To Resolve or Not to Resolve

Laura Stack
<!–www.laurastack.com//–>I’m not a big believer in New Year’s resolutions. Frustrated by bad habits like smoking, overeating, being disorganized, or not exercising, many of us vow to change and make a New Year’s resolution. “This year, I’ll walk on my treadmill three times a week,” we pledge, and by May, it’s gathering dust down in the basement. Defeated, many people give up further attempts to change.

Most of us don’t have a clue how to make a reasonable resolution, which is why most of us fail to keep the ones we make. We set high goals for ourselves, and then wonder why we never attain them. So we either stop setting goals (never a good choice), or make resolutions that are ridiculously easy to keep.

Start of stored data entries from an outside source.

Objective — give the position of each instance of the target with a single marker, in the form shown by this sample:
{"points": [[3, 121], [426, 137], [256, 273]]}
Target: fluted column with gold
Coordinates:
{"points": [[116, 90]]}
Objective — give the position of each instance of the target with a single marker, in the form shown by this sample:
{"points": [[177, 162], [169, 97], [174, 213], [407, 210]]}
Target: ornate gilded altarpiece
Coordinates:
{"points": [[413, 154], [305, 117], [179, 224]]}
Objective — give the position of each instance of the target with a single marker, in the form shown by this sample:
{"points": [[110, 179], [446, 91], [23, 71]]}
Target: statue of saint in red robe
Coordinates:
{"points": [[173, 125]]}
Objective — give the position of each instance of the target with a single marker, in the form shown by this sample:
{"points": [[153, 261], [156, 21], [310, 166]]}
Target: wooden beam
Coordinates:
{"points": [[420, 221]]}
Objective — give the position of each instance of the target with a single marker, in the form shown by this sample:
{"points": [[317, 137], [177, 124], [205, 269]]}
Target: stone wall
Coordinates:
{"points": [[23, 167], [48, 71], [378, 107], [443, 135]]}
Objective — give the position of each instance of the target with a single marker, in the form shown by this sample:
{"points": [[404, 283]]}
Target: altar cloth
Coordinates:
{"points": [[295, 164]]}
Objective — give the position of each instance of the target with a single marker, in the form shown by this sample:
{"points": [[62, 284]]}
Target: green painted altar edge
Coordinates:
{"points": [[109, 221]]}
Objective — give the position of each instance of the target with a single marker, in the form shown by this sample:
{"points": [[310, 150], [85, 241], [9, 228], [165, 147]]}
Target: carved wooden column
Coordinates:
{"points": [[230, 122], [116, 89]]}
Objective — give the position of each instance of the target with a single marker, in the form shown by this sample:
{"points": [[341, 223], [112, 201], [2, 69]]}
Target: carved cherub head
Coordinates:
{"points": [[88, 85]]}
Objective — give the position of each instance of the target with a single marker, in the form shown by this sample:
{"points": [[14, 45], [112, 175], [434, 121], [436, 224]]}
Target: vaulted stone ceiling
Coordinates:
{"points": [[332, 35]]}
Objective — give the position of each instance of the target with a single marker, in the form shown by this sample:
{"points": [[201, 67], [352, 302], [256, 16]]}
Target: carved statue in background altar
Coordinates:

Making a decision to change just because it’s New Year’s Day isn’t enough to keep you motivated for *long.* Lasting change means being prepared to make sacrifices. Are you truly willing to make the effort to kick a bad habit and start a healthy one? If so, you’ll need to develop a plan of action and make that plan a priority.

Here are a few tips to get you started:

Conduct an “annual review” before the end of this month to determine the things that you meant to do, change, or accomplish by the end of 2002 that didn’t get done. After you’ve completed the review, take a moment to pause, step back, and appreciate all the things you *have* accomplished in 2002, and my hope is that this will motivate you to aspire higher in 2003.

Select a *few* (two or three) things that you’d like to change or accomplish in 2003.

Word your goals carefully. Let’s say your resolution is to relax more in the coming year. Try not to think of it as “This year I am going to relax.” That’s a stress-inducer waiting to happen! It forces you into thinking of the resolution as something you must do, not something you want to do. Try to make it sound a little gentler: “This year I’m going to explore different ways of relaxing.” It also suggests more of a plan—you’ll fulfill the resolution by experimenting with relaxation techniques. The first resolution sounds as if you’re going to force yourself to relax by sheer willpower.

Write your list and put “due dates” next to each. Then break them down by the month that you will begin working on them. If you wish to start an exercise program, plan what kind of exercise you will do, when, and how often.

Transfer your due dates to your daily plan or calendar, making that “appointment” with yourself just as important as one with another person. Aren’t your needs just as, if not more, important than others?

Create reminder cards you can post around the house, on your bathroom mirror, on your dashboard in your car, etc., to continually remind yourself about your goals.

Take small steps toward your goals, every day or week. If you can do just a little bit to get going, soon you’ll feel the positive effects of the change. And that little bit of change can lead to long-term healthy habits that last far beyond New Year’s Day.